The decision to make an antihero film was rooted in the same breakup that inspired the first drawing Lytle made for Art Therapy.

“[The film] does make you look yourself in the face and be like, ‘You [messed] up,’ and that’s what kind of led back to the relationship … looking back in ways I [messed] up and how it happened,” Lytle said. “Doing that through the trope of this failed actor felt like the best way to do it.”

Though this was the first screenplay Lytle wrote, the collaborators had minimal edits upon reading the initial draft. When Lytle first sent Swanson the script, he was taken aback by Lytle’s ability to write.

“I was like ‘Wow, this is better than a lot of the stuff my peers write back at film school,’” Swanson said. “I wasn’t surprised, but it was cool to see that side of his brain at work. He’s a very creative individual, really a visionary in his own respect.”

Along with this being his first film, Art Therapy was also Lytle’s first time designing and crafting a multiple-piece collection of clothing. Selin Aydin, a sophomore majoring in fine arts, was similarly surprised by seeing his new talents emerge last summer.

“He’s like a Renaissance man of sorts with photography, clothing, film, he does [graphic] design,” Aydin said. “It’s really cool to see his range.”

As fellow Roski students, Aydin and Lytle have found that their personal art styles mesh well together, and Aydin collaborated with Lytle on the “Mammoth Suit” by painting a mountain onto the garment, expertly playing with perspective and the physical composition of the garment itself.

Other than Aydin’s contribution, Lytle designed and sewed all the clothes himself, working consistent eight-hour days throughout the summer. Michelle Lytle, Lytle’s mother, watched him work daily at their dining table and attested to his work ethic.

“He’s kind of a rare combination where he seems like he’s talented, but he’s also a really hard worker and smart and figures it out and he’s organized, so he’s not just some crazy artist,” Michelle Lytle said.

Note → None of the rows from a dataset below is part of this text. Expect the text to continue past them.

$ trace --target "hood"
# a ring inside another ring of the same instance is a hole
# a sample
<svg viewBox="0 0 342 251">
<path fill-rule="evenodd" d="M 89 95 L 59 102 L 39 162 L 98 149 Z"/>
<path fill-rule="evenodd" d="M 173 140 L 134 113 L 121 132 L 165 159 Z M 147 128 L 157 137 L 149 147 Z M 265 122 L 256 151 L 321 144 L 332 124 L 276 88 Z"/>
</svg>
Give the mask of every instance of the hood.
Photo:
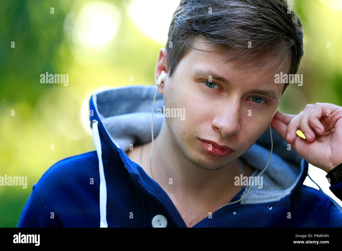
<svg viewBox="0 0 342 251">
<path fill-rule="evenodd" d="M 140 145 L 149 142 L 151 110 L 156 88 L 155 86 L 135 85 L 107 88 L 94 93 L 90 98 L 90 120 L 96 121 L 92 123 L 92 130 L 99 158 L 100 204 L 103 214 L 105 213 L 106 202 L 103 200 L 105 196 L 106 199 L 106 195 L 104 192 L 106 186 L 102 164 L 101 142 L 105 143 L 113 152 L 118 151 L 122 160 L 123 155 L 127 157 L 124 152 L 128 150 L 130 144 Z M 157 92 L 153 115 L 154 137 L 161 127 L 163 118 L 157 117 L 157 109 L 162 109 L 163 104 L 163 96 Z M 300 188 L 306 177 L 307 162 L 293 149 L 288 150 L 287 143 L 275 131 L 272 131 L 273 151 L 269 163 L 261 176 L 263 177 L 263 187 L 259 189 L 258 186 L 252 186 L 248 194 L 240 201 L 241 204 L 279 200 Z M 252 176 L 258 176 L 266 166 L 269 159 L 271 145 L 268 128 L 255 143 L 239 157 L 256 169 Z M 139 166 L 137 168 L 141 169 L 139 172 L 141 173 L 142 168 Z M 247 190 L 245 190 L 241 197 Z M 104 224 L 105 224 L 104 222 Z"/>
</svg>

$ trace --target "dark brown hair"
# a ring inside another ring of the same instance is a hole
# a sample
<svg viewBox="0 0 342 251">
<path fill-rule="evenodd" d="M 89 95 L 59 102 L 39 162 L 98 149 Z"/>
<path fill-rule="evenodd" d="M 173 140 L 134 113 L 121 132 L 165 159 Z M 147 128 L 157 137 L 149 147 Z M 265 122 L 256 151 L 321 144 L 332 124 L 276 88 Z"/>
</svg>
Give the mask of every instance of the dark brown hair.
<svg viewBox="0 0 342 251">
<path fill-rule="evenodd" d="M 281 62 L 294 74 L 304 54 L 302 25 L 285 0 L 181 0 L 166 46 L 170 78 L 190 49 L 203 51 L 193 47 L 200 37 L 246 67 Z"/>
</svg>

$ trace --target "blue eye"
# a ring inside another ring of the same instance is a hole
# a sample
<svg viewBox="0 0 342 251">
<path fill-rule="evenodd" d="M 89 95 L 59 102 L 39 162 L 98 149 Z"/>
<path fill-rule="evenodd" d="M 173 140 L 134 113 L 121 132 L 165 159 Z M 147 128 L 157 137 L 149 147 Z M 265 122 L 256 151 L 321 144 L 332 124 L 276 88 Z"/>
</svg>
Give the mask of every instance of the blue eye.
<svg viewBox="0 0 342 251">
<path fill-rule="evenodd" d="M 267 103 L 265 99 L 261 98 L 258 96 L 253 96 L 253 97 L 251 97 L 249 98 L 252 98 L 252 100 L 253 102 L 258 104 L 263 104 L 264 103 Z M 262 103 L 261 101 L 263 100 L 264 100 L 264 102 Z"/>
<path fill-rule="evenodd" d="M 210 89 L 220 89 L 220 87 L 219 87 L 218 85 L 217 84 L 215 83 L 214 82 L 209 82 L 208 80 L 207 80 L 205 81 L 203 81 L 203 83 L 205 83 L 206 84 L 206 85 Z M 217 88 L 214 88 L 215 87 L 215 85 L 217 86 Z"/>
</svg>

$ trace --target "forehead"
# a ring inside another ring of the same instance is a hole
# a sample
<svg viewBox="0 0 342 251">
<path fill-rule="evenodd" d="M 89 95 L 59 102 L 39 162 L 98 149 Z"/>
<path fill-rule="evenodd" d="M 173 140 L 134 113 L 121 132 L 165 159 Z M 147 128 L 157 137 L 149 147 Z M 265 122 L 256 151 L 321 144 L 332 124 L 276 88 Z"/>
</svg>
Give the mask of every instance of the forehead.
<svg viewBox="0 0 342 251">
<path fill-rule="evenodd" d="M 262 64 L 260 62 L 254 64 L 253 59 L 251 58 L 248 61 L 238 59 L 227 62 L 228 57 L 232 55 L 229 53 L 208 52 L 199 50 L 211 52 L 218 50 L 217 47 L 203 41 L 205 42 L 197 41 L 194 43 L 194 47 L 198 50 L 192 49 L 187 52 L 180 62 L 178 67 L 179 69 L 192 75 L 194 74 L 192 73 L 198 72 L 198 70 L 211 72 L 225 78 L 233 84 L 237 82 L 240 85 L 245 84 L 251 87 L 268 87 L 281 94 L 284 84 L 275 83 L 274 75 L 280 71 L 284 74 L 287 73 L 286 64 L 280 67 L 282 62 L 273 64 L 274 60 L 272 60 L 272 58 L 263 61 Z"/>
</svg>

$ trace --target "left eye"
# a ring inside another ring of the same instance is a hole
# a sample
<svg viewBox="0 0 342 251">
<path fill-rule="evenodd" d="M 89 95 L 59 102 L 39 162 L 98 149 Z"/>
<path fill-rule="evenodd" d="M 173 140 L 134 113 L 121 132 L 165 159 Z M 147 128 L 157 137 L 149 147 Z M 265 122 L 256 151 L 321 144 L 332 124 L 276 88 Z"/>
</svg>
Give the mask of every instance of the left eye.
<svg viewBox="0 0 342 251">
<path fill-rule="evenodd" d="M 203 83 L 205 84 L 210 89 L 220 89 L 220 87 L 219 86 L 219 85 L 215 83 L 214 82 L 209 82 L 208 80 L 207 80 L 206 81 L 203 82 Z M 215 87 L 215 86 L 216 86 L 217 87 L 217 88 L 214 88 Z"/>
<path fill-rule="evenodd" d="M 249 98 L 251 98 L 253 102 L 255 103 L 257 103 L 258 104 L 262 104 L 264 103 L 266 103 L 266 101 L 265 100 L 265 99 L 263 98 L 261 98 L 258 96 L 253 96 L 253 97 L 251 97 Z M 261 101 L 263 100 L 264 101 L 264 102 L 261 102 Z"/>
</svg>

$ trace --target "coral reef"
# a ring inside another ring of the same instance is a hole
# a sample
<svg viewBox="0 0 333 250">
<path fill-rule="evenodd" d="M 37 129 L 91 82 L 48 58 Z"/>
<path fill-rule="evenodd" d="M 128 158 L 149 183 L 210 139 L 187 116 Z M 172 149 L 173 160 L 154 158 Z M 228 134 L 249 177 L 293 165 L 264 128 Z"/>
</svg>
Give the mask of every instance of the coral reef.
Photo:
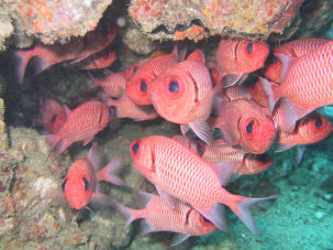
<svg viewBox="0 0 333 250">
<path fill-rule="evenodd" d="M 237 0 L 133 0 L 129 14 L 153 40 L 187 37 L 199 41 L 217 34 L 258 39 L 282 32 L 301 3 L 302 0 L 251 3 Z"/>
</svg>

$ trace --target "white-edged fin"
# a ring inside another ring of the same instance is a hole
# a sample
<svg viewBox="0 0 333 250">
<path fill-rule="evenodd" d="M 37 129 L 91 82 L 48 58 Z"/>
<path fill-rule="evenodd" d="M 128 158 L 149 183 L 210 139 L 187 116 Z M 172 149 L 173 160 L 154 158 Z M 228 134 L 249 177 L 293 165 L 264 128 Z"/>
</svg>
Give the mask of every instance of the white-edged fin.
<svg viewBox="0 0 333 250">
<path fill-rule="evenodd" d="M 137 217 L 134 216 L 134 209 L 125 207 L 119 203 L 114 203 L 114 208 L 125 218 L 125 225 L 122 229 L 122 232 L 126 230 L 126 228 L 136 219 Z"/>
<path fill-rule="evenodd" d="M 66 117 L 68 118 L 71 113 L 71 110 L 67 107 L 67 105 L 63 105 L 63 109 L 64 109 Z"/>
<path fill-rule="evenodd" d="M 279 144 L 277 144 L 274 152 L 282 152 L 282 151 L 291 149 L 296 144 L 292 144 L 292 143 L 279 143 Z"/>
<path fill-rule="evenodd" d="M 204 141 L 207 144 L 211 145 L 213 140 L 212 128 L 206 121 L 196 121 L 189 123 L 189 127 L 193 130 L 193 132 Z"/>
<path fill-rule="evenodd" d="M 223 77 L 223 88 L 227 88 L 235 84 L 242 84 L 247 77 L 247 74 L 232 74 Z"/>
<path fill-rule="evenodd" d="M 170 208 L 174 209 L 177 203 L 177 198 L 158 186 L 156 186 L 156 191 L 159 194 L 160 198 L 166 202 Z"/>
<path fill-rule="evenodd" d="M 233 170 L 240 164 L 240 162 L 221 162 L 213 165 L 217 171 L 221 186 L 226 186 L 232 176 Z"/>
<path fill-rule="evenodd" d="M 88 160 L 95 170 L 100 169 L 101 165 L 100 165 L 100 156 L 99 156 L 99 145 L 97 143 L 95 143 L 90 148 L 89 153 L 88 153 Z"/>
<path fill-rule="evenodd" d="M 156 230 L 146 219 L 142 219 L 140 222 L 140 236 L 145 236 L 151 232 L 158 231 Z"/>
<path fill-rule="evenodd" d="M 186 133 L 190 130 L 190 126 L 189 124 L 180 124 L 180 131 L 182 135 L 186 135 Z"/>
<path fill-rule="evenodd" d="M 295 160 L 295 164 L 298 165 L 301 163 L 303 159 L 306 145 L 297 145 L 295 149 L 296 149 L 296 154 L 293 160 Z"/>
<path fill-rule="evenodd" d="M 106 181 L 114 185 L 124 186 L 125 182 L 116 175 L 119 167 L 123 163 L 123 156 L 118 155 L 106 167 L 97 172 L 98 181 Z"/>
<path fill-rule="evenodd" d="M 295 107 L 287 97 L 280 99 L 278 108 L 281 116 L 279 126 L 286 132 L 292 132 L 296 122 L 312 111 Z"/>
<path fill-rule="evenodd" d="M 90 205 L 95 207 L 113 207 L 114 202 L 108 195 L 96 192 L 91 196 Z"/>
<path fill-rule="evenodd" d="M 267 96 L 268 98 L 268 109 L 269 109 L 269 112 L 273 113 L 273 110 L 274 110 L 274 107 L 275 107 L 275 104 L 277 101 L 275 95 L 274 95 L 274 86 L 275 84 L 267 80 L 266 78 L 263 78 L 263 77 L 259 77 L 259 83 L 260 83 L 260 86 L 265 93 L 265 95 Z"/>
<path fill-rule="evenodd" d="M 297 57 L 284 55 L 279 53 L 274 53 L 274 55 L 281 62 L 280 79 L 284 83 L 291 64 L 293 63 L 295 59 L 297 59 Z"/>
<path fill-rule="evenodd" d="M 195 207 L 204 218 L 210 220 L 221 231 L 227 231 L 227 224 L 224 217 L 225 207 L 222 204 L 217 203 L 209 208 L 198 209 Z"/>
<path fill-rule="evenodd" d="M 181 233 L 181 232 L 176 232 L 171 242 L 170 242 L 170 247 L 175 247 L 177 244 L 182 243 L 184 241 L 186 241 L 188 238 L 190 237 L 190 235 L 187 233 Z"/>
<path fill-rule="evenodd" d="M 92 137 L 89 137 L 89 138 L 86 138 L 85 140 L 84 140 L 84 145 L 88 145 L 89 144 L 89 142 L 91 142 L 92 141 L 92 139 L 93 139 L 93 135 Z"/>
</svg>

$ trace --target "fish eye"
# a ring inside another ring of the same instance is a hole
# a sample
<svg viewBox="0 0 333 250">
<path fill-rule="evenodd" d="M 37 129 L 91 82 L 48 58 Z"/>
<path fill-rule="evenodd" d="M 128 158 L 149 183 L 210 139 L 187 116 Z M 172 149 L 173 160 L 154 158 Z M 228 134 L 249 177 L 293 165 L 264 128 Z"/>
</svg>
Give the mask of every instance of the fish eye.
<svg viewBox="0 0 333 250">
<path fill-rule="evenodd" d="M 56 122 L 56 120 L 57 120 L 57 115 L 54 115 L 54 116 L 51 118 L 51 122 L 54 123 L 54 122 Z"/>
<path fill-rule="evenodd" d="M 85 191 L 89 191 L 90 187 L 89 181 L 86 177 L 82 177 L 82 181 L 85 183 Z"/>
<path fill-rule="evenodd" d="M 323 121 L 321 120 L 321 118 L 315 119 L 314 124 L 317 128 L 320 128 L 323 124 Z"/>
<path fill-rule="evenodd" d="M 247 51 L 247 53 L 252 53 L 253 52 L 253 43 L 247 43 L 246 51 Z"/>
<path fill-rule="evenodd" d="M 133 151 L 133 153 L 137 153 L 138 150 L 140 150 L 138 142 L 135 142 L 135 143 L 132 145 L 132 151 Z"/>
<path fill-rule="evenodd" d="M 171 81 L 169 83 L 169 90 L 170 90 L 171 93 L 178 93 L 178 89 L 179 89 L 178 83 L 177 83 L 176 80 L 171 80 Z"/>
<path fill-rule="evenodd" d="M 141 89 L 142 91 L 147 90 L 147 84 L 146 84 L 146 81 L 143 80 L 143 79 L 140 81 L 140 89 Z"/>
<path fill-rule="evenodd" d="M 246 126 L 246 133 L 252 133 L 254 121 L 249 121 Z"/>
<path fill-rule="evenodd" d="M 64 182 L 63 182 L 63 184 L 62 184 L 63 192 L 65 192 L 67 182 L 68 182 L 68 178 L 65 178 Z"/>
</svg>

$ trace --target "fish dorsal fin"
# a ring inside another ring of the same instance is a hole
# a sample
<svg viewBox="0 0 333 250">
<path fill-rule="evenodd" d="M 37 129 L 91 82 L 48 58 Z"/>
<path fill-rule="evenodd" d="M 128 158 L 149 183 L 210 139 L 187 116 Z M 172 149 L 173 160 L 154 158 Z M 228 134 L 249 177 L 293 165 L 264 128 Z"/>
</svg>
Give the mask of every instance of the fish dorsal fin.
<svg viewBox="0 0 333 250">
<path fill-rule="evenodd" d="M 157 193 L 159 194 L 160 198 L 167 203 L 167 205 L 170 208 L 175 208 L 176 203 L 177 203 L 177 198 L 173 195 L 170 195 L 169 193 L 167 193 L 166 191 L 162 189 L 160 187 L 156 186 Z"/>
<path fill-rule="evenodd" d="M 71 110 L 67 107 L 67 105 L 63 105 L 63 109 L 65 111 L 66 117 L 68 118 L 69 115 L 71 113 Z"/>
<path fill-rule="evenodd" d="M 101 165 L 100 165 L 99 145 L 97 143 L 95 143 L 90 148 L 89 153 L 88 153 L 88 160 L 95 170 L 100 169 Z"/>
<path fill-rule="evenodd" d="M 274 53 L 274 55 L 281 62 L 282 66 L 280 69 L 280 79 L 284 81 L 291 64 L 293 63 L 295 59 L 297 59 L 297 57 L 288 56 L 279 53 Z"/>
<path fill-rule="evenodd" d="M 182 232 L 177 232 L 175 233 L 170 247 L 175 247 L 177 244 L 182 243 L 184 241 L 186 241 L 188 238 L 190 237 L 190 235 L 187 233 L 182 233 Z"/>
</svg>

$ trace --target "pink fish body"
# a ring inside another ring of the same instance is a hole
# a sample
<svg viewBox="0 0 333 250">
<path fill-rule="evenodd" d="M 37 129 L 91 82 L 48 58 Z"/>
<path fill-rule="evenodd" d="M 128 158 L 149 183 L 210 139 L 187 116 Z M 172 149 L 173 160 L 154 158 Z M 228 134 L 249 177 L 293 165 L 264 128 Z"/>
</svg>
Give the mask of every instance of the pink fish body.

As a hard worker, Lytle has already started working on the next installment of Art Therapy for this summer. He is currently planning to hold an in-person, outdoors fashion show in late August and is calling the next collection Art Therapy 1.5.

Art Therapy 1.5 will be much more abstract, with inspiration pulled from designers like Jean Paul Gaultier. Lytle is also looking to incorporate sustainability into the collection in creative ways.

“It’s still going to be in that kind of psychedelic, kind of crazy, experimental style from the first movie and the clothing of the first film, but kind of take it up a notch and make it … a lot more experimentation, not as streetwear inspired. More high fashion,” Lytle said.

While there won’t be an accompanying film for Art Therapy 1.5, Lytle plans on creating another narrative-driven collection in the future.

When asked if he’d like to work with Lytle on a film again, Swanson explained that though he rarely directs other people’s screenplays, he’d be happy to do another film for Art Therapy.

“He had a vision; I think that part of the reason I was so down to do it is because he really believed in the project and that was kind of enough for me to come on board, to see his passion for it,” Swanson said. “It’s very rare to see people really dedicated and committed to their craft.”